The walk home was a callous one, but Adam’s mild inebriation was enough to turn the air burning against his bare hands and cheeks into a kind of baptism. It was in the bitter pith of winter that he felt the most alive. For him, it was akin to roaming a cemetery, the stillness and death of the season clashed drastically against any awareness of his physical self. In the discomfort of low temperatures was he acutely aware of his warm body.
The picture of the woman was immortalized in his mind. She seemed a worldly and tormented actress, sad and alone in her brief play of death back at the bar. Though a stark opposite to his Midnight Mary in terms of her appeal, she was still a creature of the darkness. He was traveling deeper into his cave, and every moment the cries of the beast became louder, powerful harbingers of the terrible beauty of their master. He felt that the people he was beginning to meet, the things that had been transpiring around him were some kind of initiation into the night. The life in the shadows was no longer recoiling in fear of him, as they were beginning to recognize that the darkness in him was growing.
The days melted quickly into each other, forming a puddle of weeks.
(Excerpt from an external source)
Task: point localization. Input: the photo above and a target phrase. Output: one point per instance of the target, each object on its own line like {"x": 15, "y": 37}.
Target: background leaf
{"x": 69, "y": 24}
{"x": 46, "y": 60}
He was left to tread water in the center of the vast lakes that were the months, knowing that ultimately he would find himself in an inextricable ocean of time.
Adam would leave the Post Office around five or six o’clock and head straight to the tavern. He was still able to interact with those around him, but the costume he adorned was wearing thin. He made an unconscious effort to recoil slowly from society, unable to maintain an act of friendliness that he once considered reality. He could not determine the cause of this desire for hibernation, but he had felt that something had given him unwanted knowledge. He had felt cast out of reality by the giver of such knowledge, and dead to his previous life. Naked and alone it was only a matter of time before he would drown in this sea of masks that was once the world. Everything that was pure and innocent before this knowledge was given to him, now felt like a prison concealing an angel, whose light he could only see glowing through the crack at the bottom of the door to its cell. The disconnection from this angel pained him greatly, and so he had learned to despise and refuse his desire for the thing he could not have. When the icicles on the trees caught the winter sun to show him a display of glorious light, the rays dancing as fairies skipping from branch to branch or when a squirrel would stop him in his path, look intently into his eyes as if to give him a reminder of camaraderie, he felt only distrust and contempt. For these things were beautiful, but he knew that they paled in comparison to the angel that was being kept from him by some cruel and otherworldly king.